The above factors explain why Botswana pursued policies that favored foreign direct investment, private enterprise and free markets without generating popular hostility and Uganda sought to dispossess foreign capital, stifle market mechanisms and promote state control of the economy through parastatals. The point is: Uganda's particular colonial history where the growth of indigenous capital was stifled in favor of European and Asian capital meant that free markets and private enterprise in post independence scenario would have tended to reinforce racial privilege, a factor that was politically explosive.

Equally, because at independence, Botswana had a miniscule bureaucracy staffed mainly by the British, and lacked trained natives to fill the gap, the political leadership could afford not only to retain, but also to hire more foreign experts - white, Asian and African - without generating popular political discontent.
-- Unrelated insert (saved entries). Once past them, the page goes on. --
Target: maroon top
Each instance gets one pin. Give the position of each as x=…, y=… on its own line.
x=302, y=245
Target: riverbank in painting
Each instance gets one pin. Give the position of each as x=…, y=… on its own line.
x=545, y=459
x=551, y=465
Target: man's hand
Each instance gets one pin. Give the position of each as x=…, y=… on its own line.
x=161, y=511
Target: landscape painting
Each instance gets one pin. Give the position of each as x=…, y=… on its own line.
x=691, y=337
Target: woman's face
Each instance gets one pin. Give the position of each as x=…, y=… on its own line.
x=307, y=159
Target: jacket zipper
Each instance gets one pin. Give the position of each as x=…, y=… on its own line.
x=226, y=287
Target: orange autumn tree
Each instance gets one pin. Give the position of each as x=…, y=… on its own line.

There were hardly calls for indigenisation of the civil service till recently and this allowed the state to promote the development of a competent merit-based bureaucracy while in Uganda, the bureaucracy quickly degenerated into a network for patrimonial and clientelistic networks privileging tribal and political considerations over professional competence and probity.
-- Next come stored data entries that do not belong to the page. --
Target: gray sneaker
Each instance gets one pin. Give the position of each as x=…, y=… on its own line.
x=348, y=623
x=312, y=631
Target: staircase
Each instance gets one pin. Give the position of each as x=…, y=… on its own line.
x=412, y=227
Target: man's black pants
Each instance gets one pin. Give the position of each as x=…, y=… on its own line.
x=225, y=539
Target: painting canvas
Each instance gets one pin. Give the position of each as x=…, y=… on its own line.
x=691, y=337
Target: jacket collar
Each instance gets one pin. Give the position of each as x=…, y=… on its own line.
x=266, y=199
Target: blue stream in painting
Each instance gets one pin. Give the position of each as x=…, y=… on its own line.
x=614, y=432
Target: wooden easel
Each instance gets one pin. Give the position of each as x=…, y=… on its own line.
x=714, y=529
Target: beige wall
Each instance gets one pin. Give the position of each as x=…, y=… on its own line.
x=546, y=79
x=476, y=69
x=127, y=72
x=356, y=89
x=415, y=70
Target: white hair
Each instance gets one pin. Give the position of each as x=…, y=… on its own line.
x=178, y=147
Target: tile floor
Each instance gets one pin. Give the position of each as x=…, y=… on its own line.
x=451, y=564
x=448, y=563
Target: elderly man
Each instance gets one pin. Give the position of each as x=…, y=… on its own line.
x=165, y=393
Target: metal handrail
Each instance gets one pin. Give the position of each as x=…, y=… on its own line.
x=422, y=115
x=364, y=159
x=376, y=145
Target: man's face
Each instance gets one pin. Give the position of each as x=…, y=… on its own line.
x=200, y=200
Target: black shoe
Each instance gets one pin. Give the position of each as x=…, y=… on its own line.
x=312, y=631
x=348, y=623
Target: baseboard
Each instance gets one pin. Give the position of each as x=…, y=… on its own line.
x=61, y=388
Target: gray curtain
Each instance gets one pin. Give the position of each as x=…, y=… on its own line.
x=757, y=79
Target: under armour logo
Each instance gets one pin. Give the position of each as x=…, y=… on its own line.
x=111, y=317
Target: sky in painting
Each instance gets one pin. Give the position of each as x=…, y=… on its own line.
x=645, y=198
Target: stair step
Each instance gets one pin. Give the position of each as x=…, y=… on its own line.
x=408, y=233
A combination of the above allowed a broad ruling coalition to emerge in Botswana comprising of the landed and cattle ranching elite (predominantly indigenous), the business community (mainly foreign), traditional chiefs and the higher echelons of the bureaucracy. This coalition is today expressed as follows: the president, Festus Mogae, is a former bureaucrat (both national and international - having worked for the IMF) who joined politics after reaching the pinnacle of preeminence in the bureaucracy. His vice president, Ian Khama, (son of the first president) is a former army commander and now doubles as chief of the Bamangwato. The secretary general of the BDP is an Asian motor and supermarket tycoon.

It should therefore not come as a surprise that this elite coalition in charge of the state in Botswana has tended to pursue fiscal conservatism at the expense of public expenditure policies that would ensure the benefits of economic prosperity spread to the poorest segments of society, hence a very high percentage of people (50 percent) living below the poverty line. This has also had debilitating effects on the country through the spread of HIV/Aids as the country has the highest prevalence rates in the whole world, in 2001 were standing at 36 percent of the population. The poor have little say in that country's political process.
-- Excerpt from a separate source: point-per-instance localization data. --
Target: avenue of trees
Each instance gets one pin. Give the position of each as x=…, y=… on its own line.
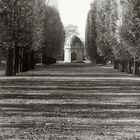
x=29, y=28
x=113, y=32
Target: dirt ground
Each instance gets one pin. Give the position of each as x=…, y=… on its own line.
x=70, y=102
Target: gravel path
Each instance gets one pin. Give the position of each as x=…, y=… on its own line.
x=70, y=102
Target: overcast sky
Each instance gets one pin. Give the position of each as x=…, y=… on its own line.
x=74, y=12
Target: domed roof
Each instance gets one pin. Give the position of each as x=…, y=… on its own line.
x=73, y=40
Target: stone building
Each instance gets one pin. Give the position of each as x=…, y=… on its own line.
x=73, y=50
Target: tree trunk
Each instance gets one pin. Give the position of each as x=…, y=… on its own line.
x=122, y=66
x=10, y=64
x=115, y=64
x=32, y=60
x=136, y=67
x=129, y=67
x=16, y=61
How can this be possible in a country with a functioning multi-party democracy, someone may ask? Botswana is a very large country territorially - almost five times the size of Uganda. But while our republic has 26 million people, Botswana has 1.8 million people. In some constituencies, a candidate for parliament has to traverse 700 kilometres to move from one part of his constituency to another. This requires a lot of money, and only those with links to the state can afford the costs of these very expensive campaigns. This has crippled the opposition and played into the hands of the BDP. Also, the BDP's position is strengthened by its alliance with chiefs who bring their subject's votes.

Geographically, at independence Botswana was sandwiched between hostile and volatile neighbours all of whom threatened the security and stability of the new republic: apartheid South Africa to the south, Portuguese ruled Angola to the north, Ian Smith's white supremacist nation of Southern Rhodesia to the east and apartheid South Africa's colony of Namibia to the west. The imperative of a black nation's success was high in this white-sandwiched country.

Someone may say that Uganda under President Yoweri Museveni has also reformed the economy towards more openness to trade and private investment - national and international. The country has also sustained economic growth and registered a level of institutional reform. What allowed this to happen? Is our nation therefore on the road to Botswana and Singapore? I will pursue this question another time.